By Clare Langley-Hawthorne
www.clarelangleyhawthorne.com

Just a quick post today as I have just returned from book tour for The Serpent and The Scorpion and look a little like this picture – not that my boys care. They seem happy just to have me back home (bless ’em!) I had a terrific time visiting amazing mystery bookstores (and meeting actual readers!) in LA, Houston, Seattle, Portland and of course here in the SF Bay Area. I also got to have a great time at Bouchercon in Baltimore – am I lucky or what! But above and beyond this I also got to read some terrific books – with flights and travel I get to indulge in my favorite past time – ‘book inhalation’.

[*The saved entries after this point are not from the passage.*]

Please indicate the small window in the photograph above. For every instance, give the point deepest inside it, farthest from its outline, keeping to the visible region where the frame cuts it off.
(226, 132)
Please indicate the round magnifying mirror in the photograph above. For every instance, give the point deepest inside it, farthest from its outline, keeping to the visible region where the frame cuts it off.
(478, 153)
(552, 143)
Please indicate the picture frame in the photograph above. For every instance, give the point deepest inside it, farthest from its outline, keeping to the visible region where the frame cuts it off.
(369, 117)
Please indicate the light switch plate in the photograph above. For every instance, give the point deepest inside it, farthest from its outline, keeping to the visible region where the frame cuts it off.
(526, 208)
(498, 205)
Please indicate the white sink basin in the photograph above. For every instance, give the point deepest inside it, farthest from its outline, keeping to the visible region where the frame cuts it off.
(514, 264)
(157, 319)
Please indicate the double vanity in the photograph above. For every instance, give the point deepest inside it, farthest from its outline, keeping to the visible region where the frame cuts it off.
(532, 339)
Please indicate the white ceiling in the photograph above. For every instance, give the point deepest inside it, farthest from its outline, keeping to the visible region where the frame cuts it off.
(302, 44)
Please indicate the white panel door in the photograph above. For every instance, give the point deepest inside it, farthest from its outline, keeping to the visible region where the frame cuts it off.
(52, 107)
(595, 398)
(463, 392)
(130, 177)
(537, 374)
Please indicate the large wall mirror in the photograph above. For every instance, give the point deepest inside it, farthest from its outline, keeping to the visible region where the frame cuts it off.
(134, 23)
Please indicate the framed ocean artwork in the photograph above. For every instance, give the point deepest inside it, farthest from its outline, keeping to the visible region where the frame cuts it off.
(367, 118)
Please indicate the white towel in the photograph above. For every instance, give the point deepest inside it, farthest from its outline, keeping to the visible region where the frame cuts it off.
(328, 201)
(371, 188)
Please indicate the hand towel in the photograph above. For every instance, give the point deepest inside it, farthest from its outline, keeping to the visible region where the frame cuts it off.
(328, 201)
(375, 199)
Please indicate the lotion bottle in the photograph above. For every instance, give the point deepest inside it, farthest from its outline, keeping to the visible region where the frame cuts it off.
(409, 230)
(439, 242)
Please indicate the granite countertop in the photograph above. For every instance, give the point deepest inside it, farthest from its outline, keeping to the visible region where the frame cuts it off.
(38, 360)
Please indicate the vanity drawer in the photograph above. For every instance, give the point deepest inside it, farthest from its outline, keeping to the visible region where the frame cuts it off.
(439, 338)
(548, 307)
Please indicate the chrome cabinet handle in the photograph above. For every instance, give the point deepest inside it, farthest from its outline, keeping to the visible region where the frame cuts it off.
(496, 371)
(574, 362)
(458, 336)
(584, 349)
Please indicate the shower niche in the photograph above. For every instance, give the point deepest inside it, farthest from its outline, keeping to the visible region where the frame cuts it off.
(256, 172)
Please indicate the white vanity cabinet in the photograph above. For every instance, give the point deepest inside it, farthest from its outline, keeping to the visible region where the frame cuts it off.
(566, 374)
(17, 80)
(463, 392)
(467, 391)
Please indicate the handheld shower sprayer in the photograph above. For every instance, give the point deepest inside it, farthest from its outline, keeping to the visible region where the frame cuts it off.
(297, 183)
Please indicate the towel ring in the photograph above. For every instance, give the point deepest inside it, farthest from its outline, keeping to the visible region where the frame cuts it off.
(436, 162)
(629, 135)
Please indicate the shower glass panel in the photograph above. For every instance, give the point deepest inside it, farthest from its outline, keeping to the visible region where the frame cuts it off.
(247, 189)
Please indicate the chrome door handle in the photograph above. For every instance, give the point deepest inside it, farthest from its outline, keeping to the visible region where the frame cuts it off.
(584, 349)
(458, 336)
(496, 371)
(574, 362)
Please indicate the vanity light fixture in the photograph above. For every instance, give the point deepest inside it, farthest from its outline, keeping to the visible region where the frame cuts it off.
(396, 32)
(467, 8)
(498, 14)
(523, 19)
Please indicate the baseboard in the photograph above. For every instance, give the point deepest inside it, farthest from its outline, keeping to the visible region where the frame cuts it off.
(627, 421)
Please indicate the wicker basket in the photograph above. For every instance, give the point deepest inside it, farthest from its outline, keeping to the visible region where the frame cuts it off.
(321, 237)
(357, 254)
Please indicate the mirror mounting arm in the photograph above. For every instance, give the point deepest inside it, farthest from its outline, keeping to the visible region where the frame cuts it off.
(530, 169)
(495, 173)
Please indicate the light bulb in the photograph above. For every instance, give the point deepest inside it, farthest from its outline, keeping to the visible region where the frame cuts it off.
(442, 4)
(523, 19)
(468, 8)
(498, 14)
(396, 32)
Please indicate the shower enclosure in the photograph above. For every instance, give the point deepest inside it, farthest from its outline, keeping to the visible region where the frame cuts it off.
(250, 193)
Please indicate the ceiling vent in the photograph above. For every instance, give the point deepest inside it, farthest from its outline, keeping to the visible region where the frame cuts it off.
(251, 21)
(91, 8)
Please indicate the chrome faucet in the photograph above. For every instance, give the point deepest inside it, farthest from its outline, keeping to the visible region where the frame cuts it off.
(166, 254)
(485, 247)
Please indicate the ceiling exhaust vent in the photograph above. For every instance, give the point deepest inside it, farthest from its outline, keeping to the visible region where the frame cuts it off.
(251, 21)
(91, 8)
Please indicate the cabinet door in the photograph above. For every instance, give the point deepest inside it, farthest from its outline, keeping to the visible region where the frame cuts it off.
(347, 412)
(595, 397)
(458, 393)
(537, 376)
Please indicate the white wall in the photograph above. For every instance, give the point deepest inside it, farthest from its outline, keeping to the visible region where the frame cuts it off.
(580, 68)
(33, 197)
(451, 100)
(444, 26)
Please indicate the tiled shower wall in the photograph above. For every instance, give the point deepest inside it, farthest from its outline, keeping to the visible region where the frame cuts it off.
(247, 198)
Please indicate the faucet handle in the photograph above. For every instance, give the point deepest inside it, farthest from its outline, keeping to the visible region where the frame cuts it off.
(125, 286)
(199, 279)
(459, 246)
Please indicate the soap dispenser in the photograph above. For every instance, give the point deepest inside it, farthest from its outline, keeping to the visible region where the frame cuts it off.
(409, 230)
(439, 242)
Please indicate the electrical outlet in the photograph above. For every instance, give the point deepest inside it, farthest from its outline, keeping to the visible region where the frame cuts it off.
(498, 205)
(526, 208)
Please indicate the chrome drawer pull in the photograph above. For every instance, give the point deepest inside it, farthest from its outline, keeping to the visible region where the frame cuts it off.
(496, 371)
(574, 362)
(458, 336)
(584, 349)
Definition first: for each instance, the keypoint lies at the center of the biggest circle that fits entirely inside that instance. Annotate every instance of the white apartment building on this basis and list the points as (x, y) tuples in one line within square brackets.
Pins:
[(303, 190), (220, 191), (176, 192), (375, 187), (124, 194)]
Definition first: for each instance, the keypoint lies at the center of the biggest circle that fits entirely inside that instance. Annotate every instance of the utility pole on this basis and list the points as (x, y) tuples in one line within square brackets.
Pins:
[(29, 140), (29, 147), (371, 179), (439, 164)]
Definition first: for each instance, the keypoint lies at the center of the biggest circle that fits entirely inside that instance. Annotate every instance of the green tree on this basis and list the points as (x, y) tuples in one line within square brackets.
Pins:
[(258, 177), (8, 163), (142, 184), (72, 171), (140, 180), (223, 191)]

I’ve been away nearly two weeks and have managed to ‘inhale’ the following books (all of which I loved):
* Raymond Chandler’s The Big Sleep (embarrassingly I hadn’t read this until now!)
* Charlaine Harris’ first Stookie Stackhouse – Dead until Dark
* Harlan Coben’s The Woods
* Linwood Barclay’s No Time for Goodbye
* Tana French’s In The Woods followed immediately by ‘The Likeness’ – you can see how much I loved those books int hat I read both in three days!

Not bad going I must say and my brain was thankful to finally have the time to sit back and enjoy. So I loved the book tour – spent lots of time with readers, fans, other writers and bookstore owners as well as books!